In 2006, Cochran and Gemstone began publication of a series of full-color EC Archives editions. Promising that "[e]ach EC Archive volume will reprint six complete issues (24 stories)", the first volumes of Weird Science and Shock Suspenstories both saw print in December 2006, with forewords from (respectively) EC fans George Lucas and Steven Spielberg. Ostensibly beginning to publish two volumes every two months, the schedule changed to one-per-month and recently one every couple of months.

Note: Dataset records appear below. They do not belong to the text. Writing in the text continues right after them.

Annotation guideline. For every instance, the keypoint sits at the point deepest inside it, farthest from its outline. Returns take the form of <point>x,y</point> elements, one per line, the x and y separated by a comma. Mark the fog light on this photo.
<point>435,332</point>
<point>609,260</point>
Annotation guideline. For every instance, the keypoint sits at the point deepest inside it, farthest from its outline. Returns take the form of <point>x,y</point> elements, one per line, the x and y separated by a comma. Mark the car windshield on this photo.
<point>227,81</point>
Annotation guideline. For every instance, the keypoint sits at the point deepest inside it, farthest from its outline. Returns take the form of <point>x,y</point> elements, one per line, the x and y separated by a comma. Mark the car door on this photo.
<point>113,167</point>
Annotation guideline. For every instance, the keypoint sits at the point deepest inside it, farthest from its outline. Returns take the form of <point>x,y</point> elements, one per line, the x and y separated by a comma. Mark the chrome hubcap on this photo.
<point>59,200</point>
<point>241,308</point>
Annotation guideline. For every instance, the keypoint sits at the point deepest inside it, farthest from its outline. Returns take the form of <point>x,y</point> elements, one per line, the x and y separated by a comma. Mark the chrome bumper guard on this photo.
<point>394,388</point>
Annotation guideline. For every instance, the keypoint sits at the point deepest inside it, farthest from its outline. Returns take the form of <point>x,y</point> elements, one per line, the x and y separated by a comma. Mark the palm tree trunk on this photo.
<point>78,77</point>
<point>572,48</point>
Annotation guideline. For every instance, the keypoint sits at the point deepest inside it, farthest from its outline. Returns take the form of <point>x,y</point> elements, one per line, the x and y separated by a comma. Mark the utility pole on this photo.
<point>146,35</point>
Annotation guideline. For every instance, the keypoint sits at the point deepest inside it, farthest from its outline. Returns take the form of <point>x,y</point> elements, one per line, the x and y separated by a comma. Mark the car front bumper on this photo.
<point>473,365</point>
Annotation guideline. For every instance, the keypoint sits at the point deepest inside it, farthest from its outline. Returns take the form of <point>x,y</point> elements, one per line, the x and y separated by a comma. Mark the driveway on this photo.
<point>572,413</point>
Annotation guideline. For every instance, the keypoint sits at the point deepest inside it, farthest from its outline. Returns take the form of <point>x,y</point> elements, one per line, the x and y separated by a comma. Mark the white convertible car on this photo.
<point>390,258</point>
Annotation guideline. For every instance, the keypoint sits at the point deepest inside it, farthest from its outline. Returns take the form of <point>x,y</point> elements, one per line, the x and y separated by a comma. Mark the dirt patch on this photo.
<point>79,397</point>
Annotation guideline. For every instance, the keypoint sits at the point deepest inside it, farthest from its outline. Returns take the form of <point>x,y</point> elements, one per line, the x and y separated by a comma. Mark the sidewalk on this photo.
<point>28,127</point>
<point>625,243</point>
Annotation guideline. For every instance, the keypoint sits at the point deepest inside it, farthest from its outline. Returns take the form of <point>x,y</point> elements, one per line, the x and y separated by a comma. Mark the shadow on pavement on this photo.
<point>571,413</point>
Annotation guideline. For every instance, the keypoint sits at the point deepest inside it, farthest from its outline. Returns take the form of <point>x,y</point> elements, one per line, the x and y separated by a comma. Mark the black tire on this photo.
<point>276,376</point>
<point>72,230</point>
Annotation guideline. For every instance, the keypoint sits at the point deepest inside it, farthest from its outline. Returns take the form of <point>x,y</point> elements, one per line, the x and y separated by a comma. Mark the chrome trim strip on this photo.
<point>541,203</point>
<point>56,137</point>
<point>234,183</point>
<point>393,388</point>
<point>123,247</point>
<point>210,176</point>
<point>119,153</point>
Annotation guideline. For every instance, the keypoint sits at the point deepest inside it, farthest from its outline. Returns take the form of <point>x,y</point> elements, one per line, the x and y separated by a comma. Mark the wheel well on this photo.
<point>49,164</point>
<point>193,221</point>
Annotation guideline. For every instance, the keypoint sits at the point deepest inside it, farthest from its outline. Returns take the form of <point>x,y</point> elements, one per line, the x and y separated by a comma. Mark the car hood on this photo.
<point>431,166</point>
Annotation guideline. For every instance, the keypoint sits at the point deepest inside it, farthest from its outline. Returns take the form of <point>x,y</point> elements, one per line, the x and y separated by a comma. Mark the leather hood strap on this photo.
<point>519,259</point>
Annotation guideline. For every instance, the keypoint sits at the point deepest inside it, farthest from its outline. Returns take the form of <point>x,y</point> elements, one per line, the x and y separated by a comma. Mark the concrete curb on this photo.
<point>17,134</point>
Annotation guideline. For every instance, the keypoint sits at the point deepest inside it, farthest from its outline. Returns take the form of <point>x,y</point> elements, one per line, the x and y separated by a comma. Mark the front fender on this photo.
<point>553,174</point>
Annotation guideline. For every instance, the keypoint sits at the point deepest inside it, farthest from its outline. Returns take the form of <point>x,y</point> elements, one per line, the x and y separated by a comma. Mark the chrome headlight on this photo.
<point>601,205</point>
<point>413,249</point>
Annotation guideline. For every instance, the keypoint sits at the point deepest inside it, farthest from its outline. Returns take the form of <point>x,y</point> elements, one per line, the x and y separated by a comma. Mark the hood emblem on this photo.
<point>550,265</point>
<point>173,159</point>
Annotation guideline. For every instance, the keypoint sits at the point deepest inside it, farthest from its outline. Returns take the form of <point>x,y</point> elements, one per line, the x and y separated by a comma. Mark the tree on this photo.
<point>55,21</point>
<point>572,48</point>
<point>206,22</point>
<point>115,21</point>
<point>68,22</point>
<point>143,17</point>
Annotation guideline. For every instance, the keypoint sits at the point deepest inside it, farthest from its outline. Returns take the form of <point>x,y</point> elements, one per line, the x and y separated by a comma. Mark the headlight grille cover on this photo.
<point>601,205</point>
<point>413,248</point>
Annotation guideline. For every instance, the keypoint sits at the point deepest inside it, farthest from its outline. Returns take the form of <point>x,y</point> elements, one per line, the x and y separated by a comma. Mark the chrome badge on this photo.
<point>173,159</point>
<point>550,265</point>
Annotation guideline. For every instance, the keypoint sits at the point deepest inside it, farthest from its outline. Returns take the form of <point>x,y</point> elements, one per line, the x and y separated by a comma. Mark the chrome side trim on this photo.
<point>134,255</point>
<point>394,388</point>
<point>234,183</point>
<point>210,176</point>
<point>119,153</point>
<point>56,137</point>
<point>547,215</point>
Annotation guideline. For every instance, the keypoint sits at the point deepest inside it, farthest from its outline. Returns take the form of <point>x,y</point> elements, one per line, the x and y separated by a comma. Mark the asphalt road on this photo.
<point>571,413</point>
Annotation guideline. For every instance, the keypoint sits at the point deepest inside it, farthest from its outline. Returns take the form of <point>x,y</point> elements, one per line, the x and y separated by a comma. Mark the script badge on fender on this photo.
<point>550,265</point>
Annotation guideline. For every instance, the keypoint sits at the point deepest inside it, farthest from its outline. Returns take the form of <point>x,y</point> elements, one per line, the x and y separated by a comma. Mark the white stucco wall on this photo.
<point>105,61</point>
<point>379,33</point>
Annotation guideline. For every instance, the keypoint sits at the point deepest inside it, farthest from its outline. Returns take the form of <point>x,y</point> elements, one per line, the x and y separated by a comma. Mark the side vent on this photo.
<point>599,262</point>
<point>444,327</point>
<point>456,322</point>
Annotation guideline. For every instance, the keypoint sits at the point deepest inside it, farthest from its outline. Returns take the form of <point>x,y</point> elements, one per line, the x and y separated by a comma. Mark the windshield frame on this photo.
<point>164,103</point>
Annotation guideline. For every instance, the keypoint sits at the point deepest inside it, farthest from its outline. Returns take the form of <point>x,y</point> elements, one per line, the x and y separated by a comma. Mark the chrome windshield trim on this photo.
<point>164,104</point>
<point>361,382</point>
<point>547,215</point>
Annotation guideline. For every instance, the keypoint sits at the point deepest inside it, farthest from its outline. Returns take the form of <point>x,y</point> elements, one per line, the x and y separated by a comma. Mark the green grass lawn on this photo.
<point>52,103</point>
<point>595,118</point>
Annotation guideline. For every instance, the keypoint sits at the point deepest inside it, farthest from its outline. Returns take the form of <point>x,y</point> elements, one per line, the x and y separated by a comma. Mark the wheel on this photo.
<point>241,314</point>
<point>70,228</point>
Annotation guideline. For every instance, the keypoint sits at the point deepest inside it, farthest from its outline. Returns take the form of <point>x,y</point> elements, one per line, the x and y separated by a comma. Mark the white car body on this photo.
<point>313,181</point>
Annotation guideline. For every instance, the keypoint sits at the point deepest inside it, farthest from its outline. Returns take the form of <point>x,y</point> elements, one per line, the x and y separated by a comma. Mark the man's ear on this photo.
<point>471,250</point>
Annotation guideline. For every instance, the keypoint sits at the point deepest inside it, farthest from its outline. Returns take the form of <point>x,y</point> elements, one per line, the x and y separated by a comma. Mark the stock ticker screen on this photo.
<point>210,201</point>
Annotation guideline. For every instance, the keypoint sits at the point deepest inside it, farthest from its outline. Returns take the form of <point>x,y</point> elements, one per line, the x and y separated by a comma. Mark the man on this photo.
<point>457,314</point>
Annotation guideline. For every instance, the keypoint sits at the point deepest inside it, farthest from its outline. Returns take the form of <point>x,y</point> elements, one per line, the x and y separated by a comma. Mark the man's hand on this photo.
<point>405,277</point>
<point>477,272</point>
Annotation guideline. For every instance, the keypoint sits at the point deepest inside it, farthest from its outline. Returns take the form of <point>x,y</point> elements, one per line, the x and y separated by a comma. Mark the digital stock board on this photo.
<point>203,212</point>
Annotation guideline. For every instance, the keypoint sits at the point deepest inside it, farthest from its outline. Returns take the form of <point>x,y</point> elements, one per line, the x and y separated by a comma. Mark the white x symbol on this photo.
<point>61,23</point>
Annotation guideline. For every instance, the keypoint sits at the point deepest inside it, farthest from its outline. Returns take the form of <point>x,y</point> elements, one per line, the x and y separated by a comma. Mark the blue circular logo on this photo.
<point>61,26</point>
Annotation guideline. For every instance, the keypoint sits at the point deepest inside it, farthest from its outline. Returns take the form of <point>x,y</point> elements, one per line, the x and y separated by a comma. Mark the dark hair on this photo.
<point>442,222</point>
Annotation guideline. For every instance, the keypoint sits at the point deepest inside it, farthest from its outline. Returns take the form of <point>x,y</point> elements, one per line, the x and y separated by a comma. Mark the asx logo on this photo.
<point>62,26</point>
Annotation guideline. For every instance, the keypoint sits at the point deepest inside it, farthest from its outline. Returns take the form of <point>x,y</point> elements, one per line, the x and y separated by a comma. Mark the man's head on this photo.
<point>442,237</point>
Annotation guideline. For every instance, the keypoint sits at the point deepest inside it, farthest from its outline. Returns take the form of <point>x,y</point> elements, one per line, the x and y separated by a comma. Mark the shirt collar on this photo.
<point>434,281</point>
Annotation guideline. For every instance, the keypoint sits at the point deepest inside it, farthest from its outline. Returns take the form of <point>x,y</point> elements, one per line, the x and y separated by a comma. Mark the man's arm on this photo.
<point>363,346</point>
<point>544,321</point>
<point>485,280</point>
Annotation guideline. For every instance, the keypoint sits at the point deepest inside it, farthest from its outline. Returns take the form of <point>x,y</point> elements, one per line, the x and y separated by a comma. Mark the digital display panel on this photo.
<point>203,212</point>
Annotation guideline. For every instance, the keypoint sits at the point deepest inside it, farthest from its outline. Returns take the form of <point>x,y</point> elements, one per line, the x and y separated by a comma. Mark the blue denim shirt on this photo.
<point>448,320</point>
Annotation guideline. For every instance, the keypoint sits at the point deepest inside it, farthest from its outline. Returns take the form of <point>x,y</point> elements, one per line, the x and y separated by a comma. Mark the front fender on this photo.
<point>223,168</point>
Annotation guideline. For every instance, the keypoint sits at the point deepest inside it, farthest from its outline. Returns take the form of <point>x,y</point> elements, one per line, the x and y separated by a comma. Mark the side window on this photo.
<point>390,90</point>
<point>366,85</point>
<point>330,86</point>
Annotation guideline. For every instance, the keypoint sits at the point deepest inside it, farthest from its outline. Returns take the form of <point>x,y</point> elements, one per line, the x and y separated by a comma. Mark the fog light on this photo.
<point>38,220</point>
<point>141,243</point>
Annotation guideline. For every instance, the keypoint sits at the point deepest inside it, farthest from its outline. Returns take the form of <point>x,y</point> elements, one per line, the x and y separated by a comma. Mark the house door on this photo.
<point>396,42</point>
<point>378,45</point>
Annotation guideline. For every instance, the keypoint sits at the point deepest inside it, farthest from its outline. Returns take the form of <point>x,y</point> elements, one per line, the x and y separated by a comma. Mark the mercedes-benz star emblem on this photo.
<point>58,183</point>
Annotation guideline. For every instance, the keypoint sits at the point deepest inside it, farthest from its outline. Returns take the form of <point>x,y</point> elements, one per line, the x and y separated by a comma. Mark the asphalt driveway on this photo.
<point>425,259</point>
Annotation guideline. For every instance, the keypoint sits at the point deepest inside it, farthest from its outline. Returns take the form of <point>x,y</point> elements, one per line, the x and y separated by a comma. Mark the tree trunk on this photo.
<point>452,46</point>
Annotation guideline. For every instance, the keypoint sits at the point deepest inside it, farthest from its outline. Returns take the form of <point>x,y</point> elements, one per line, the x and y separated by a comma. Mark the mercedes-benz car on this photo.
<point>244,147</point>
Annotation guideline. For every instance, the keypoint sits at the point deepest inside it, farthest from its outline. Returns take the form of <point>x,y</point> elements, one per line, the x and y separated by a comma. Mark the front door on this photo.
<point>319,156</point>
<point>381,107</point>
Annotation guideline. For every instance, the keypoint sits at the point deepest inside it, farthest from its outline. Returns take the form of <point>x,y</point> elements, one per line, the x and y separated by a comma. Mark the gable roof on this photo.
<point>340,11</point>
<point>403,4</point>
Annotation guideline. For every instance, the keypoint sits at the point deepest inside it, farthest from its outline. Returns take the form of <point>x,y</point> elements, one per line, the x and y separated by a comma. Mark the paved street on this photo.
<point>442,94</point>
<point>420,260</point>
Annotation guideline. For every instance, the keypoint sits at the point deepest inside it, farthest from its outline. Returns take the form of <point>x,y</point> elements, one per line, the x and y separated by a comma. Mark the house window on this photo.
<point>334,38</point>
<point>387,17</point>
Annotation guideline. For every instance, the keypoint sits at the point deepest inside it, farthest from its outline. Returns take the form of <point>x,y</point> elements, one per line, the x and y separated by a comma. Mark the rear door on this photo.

In addition, "Deluxe" versions of Weird Science Vol.s 1 & 2 (both signed by artist Al Feldstein), Shock Suspenstories Vol. 1 and Tales From the Crypt Vol. 1 have been published.

==Reduction==
In early 2009, the future of Gemstone Publishing was unclear, after reports of unpaid printing bills, particularly for the EC Archives. In April, Geppi responded to the uncertainty, noting that while there had been "a reduction in staff at Gemstone", such moves did "not [signal] the end of Gemstone Publishing". Seven months after Geppi's optimistic statements, the last batch of Gemstone's Disney comics appeared in November 2008, complete with previews for next month's issues that Gemstone failed to publish. BOOM! Kids acquired all comic publishing licenses regarding Disney characters, and started publishing comic titles previously owned by Gemstone in the second half of 2009. In 2013, Dark Horse comics began to reprint E.C. comics picking up where Gemstone left off, in the same full color hardback format.